[딥러닝-케라스] 케라스 텍스트 처리 및 임베딩(2)

2023. 5. 18. 14:04

9. Keras에서 Word2Vec 직접 학습

- 데이터 준비

from tensorflow.keras.datasets import imdb

(x_train, y_train), (x_test, y_test) = imdb.load_data()

단어 번호와 단어의 관계를 사전으로 만듦
1번은 문장의 시작, 2번은 사전에 없는 단어(OOV)로 미리 지정

word_index = imdb.get_word_index()
index_word = {idx + 3 : word for word, idx in word_index.items()}

index_word[1] = '<START>'
index_word[2] = '<UNKNOWN>'

' '.join(index_word[i] for i in x_train[0])

# 출력 결과
"<START> this film was just brilliant casting location scenery story direction everyone's really
suited the part they played and you could just imagine being there robert redford's is an
amazing actor and now the same being director norman's father came from the same scottish
island as myself so i loved the fact there was a real connection with this film the witty
remarks throughout the film were great it was just brilliant so much that i bought the film
as soon as it was released for retail and would recommend it to everyone to watch and the fly
fishing was amazing really cried at the end it was so sad and you know what they say if you
cry at a film it must have been good and this definitely was also congratulations to the two
little boy's that played the part's of norman and paul they were just brilliant children are
often left out of the praising list i think because the stars that play them all grown up are
such a big profile for the whole film but these children are amazing and should be praised for
what they have done don't you think the whole story was so lovely because it was true and was
someone's life after all that was shared with us all"
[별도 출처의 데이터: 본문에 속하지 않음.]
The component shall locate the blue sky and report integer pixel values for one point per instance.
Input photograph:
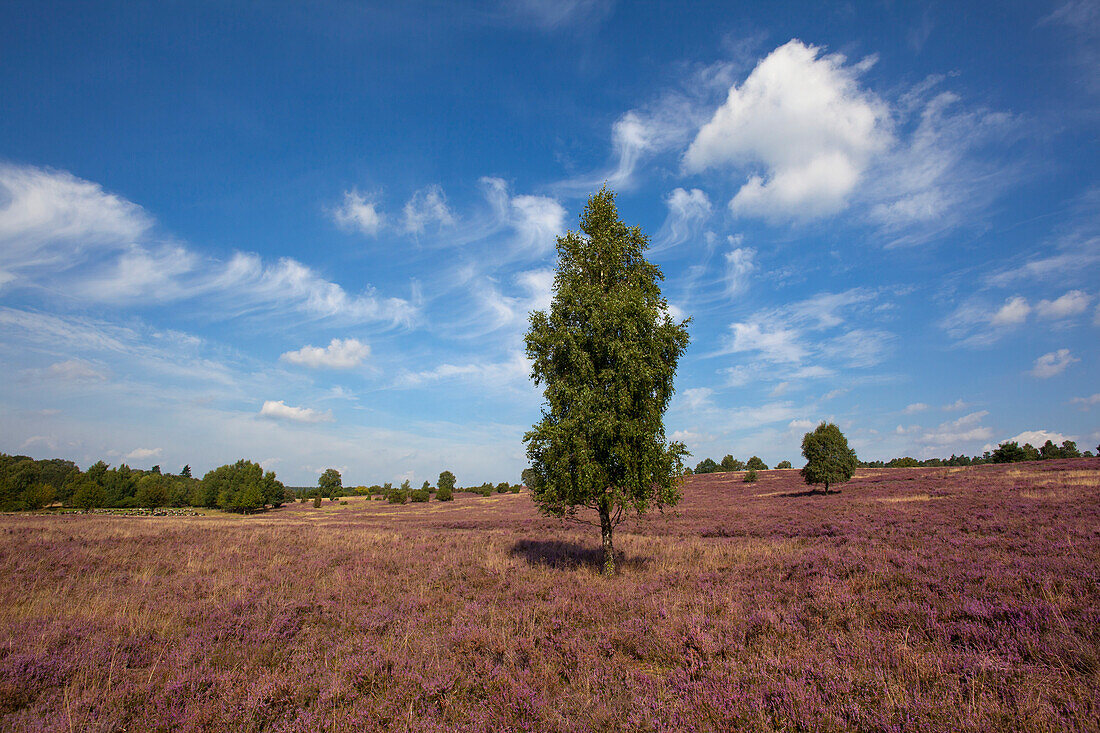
(310, 233)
num_words = max(index_word) + 1

- 텍스트를 단어 번호로 바꾸기

texts = []
for data in x_train:
    text = ' '.join(index_word[i] for i in data)
    texts.append(text)

len(texts)  # 25000

Tokenizer를 사용해 텍스트를 단어로 바꿈

from keras.preprocessing.text import Tokenizer

tok = Tokenizer()
tok.fit_on_texts(texts)

new_data = tok.texts_to_sequences(texts)
new_data[0][:10]

# 출력 결과
[28, 11, 19, 13, 41, 526, 968, 1618, 1381, 63]
# 모든 데이터 문장을 토큰화하고 위의 문장을 그 토큰으로 바꾼뒤 10개만 출력

- 단어쌍 만들기

from tensorflow.keras.preprocessing.sequence import make_sampling_table, skipgrams

# 전제 토큰 개수
VOCAB_SIZE = len(tok.word_index)
print(VOCAB_SIZE)  # 88581

단어를 무작위로 추출하면 자주 나오는 단어가 더 많이 나오게 됨
이를 방지하기위해 단어를 추출할 확률의 균형을 맞춘 샘플링 표를 생성

table = make_sampling_table(VOCAB_SIZE)

두 단어씩 뽑아 좌우 2단어(window_size = 2)안에 들어있는 경우가 있는지 없는지 확인하며 데이터 생성

couples, labels = skipgrams(data, VOCAB_SIZE, window_size = 2, sampling_table = table)
couples[:5]

# 출력 결과
[[16876, 497], [9685, 21], [16876, 21917], [383, 5452], [2098, 13577]]

labels에는 윈도우 안에 들어있는 경우가 있으면 1, 없으면 0

labels[:5]

# 출력 결과
[1, 1, 0, 0, 0]

대상 단어는 word_target으로, 맥락 단어는 word_context로 모음

word_target, word_context = zip(*couples)

배열로 바꿈

word_target = np.asarray(word_target, dtype = 'int32')
word_context = np.asarray(word_context, dtype = 'int32')
labels = np.asarray(labels, dtype = 'int32')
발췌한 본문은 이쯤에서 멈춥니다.